For the top rop visible, the first task block resulted in a failure, so correctly is red, but the second time only resulted in a warning. Failure process returns are 2, while warnings are 1, so the max_over_time query that gives the block colour is setting the colour/value of both blocks to 2/Fail.

I have metrics:
v_job_general_last_result{instance=“myInstance.local:9182”,job=“Insights”,scheduled=“true”}, jobName is my unique label per task, which is what your ‘type’ example represented. There are 10-15 different tasks that all provide the above metric, so while running, the metrics available would be:

  • v_job_general_last_result{instance=“myInstance.local:9182”,job=“Insights”,scheduled=“true”,jobName=“TestJob1”} -1

  • v_job_general_last_result{instance=“myInstance.local:9182”,job=“Insights”,scheduled=“true”,jobName=“TestJob2”} -1

  • v_job_general_last_result{instance=“myInstance.local:9182”,job=“Insights”,scheduled=“true”,jobName=“TestJob3”} -1

Then, at a point in time when they have all finished running:

  • v_job_general_last_result{instance=“myInstance.local:9182”,job=“Insights”,scheduled=“true”,jobName=“TestJob1”} 0
    ^^ Job success

  • v_job_general_last_result{instance=“myInstance.local:9182”,job=“Insights”,scheduled=“true”,jobName=“TestJob1”} 1
    ^^ Job complete with warning

  • v_job_general_last_result{instance=“myInstance.local:9182”,job=“Insights”,scheduled=“true”,jobName=“TestJob1”} 2
    ^^ Job failed

One minute after the job has completed; the file containing the metric is removed, so the Last value of the metric is the final status of the task.

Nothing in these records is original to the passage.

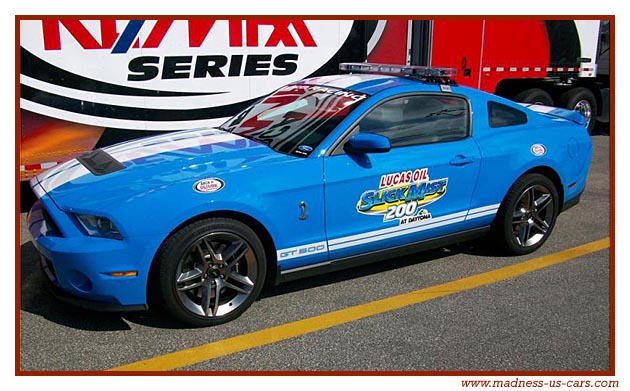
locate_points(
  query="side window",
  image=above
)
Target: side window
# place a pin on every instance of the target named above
(500, 115)
(414, 120)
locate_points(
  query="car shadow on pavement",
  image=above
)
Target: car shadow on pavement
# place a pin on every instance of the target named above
(37, 298)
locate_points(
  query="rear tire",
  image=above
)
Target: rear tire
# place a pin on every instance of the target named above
(210, 271)
(527, 214)
(583, 101)
(534, 95)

The dificulty is the tasks all run on a different schedule, some run every 4 hours, some every 12, some every 24 etc. I want this visualsation to be able to show me the last weeks worth of results, using the State Timeline visualisation to give a rough indication of the job duration too (the amount of time the metric is available for roughly fills this purpose, the blocks in the orignal screenshot are fine to indivation a rough duration, although that’'s more of a nice to have than essential)

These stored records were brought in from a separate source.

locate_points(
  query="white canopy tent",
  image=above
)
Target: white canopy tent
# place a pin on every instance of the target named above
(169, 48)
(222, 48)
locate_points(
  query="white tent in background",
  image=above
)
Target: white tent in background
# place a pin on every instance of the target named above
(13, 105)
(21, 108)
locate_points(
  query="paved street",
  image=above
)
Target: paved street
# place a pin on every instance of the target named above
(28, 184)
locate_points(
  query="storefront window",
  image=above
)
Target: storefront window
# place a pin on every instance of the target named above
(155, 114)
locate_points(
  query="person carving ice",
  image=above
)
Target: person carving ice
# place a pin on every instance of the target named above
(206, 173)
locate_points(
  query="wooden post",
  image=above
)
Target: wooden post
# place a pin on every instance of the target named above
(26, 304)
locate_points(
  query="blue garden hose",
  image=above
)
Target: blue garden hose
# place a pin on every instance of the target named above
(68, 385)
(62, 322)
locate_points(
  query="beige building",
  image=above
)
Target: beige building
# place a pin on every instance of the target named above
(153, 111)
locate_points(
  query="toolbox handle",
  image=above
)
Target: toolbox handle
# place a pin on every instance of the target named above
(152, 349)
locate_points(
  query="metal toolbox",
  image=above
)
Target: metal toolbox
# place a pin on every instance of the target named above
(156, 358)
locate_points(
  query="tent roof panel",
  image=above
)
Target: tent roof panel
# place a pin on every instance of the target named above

This is an alternative visualisation i made before, but the status of the task is only represented at the end of the block:


Which isn’t as clear as colouring the whole block of each run.

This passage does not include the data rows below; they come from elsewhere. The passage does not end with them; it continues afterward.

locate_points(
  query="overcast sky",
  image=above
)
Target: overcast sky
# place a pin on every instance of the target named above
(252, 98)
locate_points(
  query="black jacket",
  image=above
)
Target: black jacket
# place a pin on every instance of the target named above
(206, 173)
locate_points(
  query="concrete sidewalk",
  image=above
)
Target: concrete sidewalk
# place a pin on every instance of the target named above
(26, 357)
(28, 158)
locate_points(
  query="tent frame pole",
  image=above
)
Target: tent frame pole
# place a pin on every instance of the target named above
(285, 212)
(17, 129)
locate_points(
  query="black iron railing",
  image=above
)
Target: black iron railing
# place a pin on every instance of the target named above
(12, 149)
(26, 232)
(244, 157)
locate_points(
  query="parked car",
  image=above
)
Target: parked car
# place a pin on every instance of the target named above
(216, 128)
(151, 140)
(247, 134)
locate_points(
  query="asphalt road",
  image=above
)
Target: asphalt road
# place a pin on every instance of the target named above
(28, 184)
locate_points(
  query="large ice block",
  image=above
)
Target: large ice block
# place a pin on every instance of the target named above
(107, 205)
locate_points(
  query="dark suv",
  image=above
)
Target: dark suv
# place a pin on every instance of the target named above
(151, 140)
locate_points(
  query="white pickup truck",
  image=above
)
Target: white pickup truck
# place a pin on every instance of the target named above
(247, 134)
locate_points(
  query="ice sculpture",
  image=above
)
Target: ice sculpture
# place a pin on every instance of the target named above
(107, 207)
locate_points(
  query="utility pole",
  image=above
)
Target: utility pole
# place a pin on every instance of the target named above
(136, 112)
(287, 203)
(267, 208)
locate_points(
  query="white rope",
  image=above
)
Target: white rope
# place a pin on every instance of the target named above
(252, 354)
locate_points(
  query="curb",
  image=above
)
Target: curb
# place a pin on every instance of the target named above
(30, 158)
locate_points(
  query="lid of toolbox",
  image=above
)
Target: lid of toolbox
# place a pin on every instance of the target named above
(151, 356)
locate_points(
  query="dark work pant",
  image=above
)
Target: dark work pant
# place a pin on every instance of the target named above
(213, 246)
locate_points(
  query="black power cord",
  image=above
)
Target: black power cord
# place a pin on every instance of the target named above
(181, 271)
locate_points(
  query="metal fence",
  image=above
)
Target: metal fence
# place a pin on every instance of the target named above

The metrics are created from powershell by me, so i can be reasonable flexible in what i provide and when, currently also providing start and end times in epoch for each job for example, in the similar format:v_job_general_last_start{instance=“myInstance.local:9182”,job=“Insights”,scheduled=“true”,jobName=“TestJob1”} 123456789 (obviously not a real epoch time but you get the point)

One more question - in time are the jobName labels reusable? From the visualization you’ve shown (the screenshot) each job execution is linked to one time series, is that always the case?

The jobName labels correspond to a fix list of tasks, there are ~12 tasks in total, so 12 different sets of values for jobName; every time a new metric value is provided, the jobName value is re-used. It’s why in the first screenshot some jobs have two blocks in the screenshot, for two different runs of the job.
I hope i’m understanding your question correctly!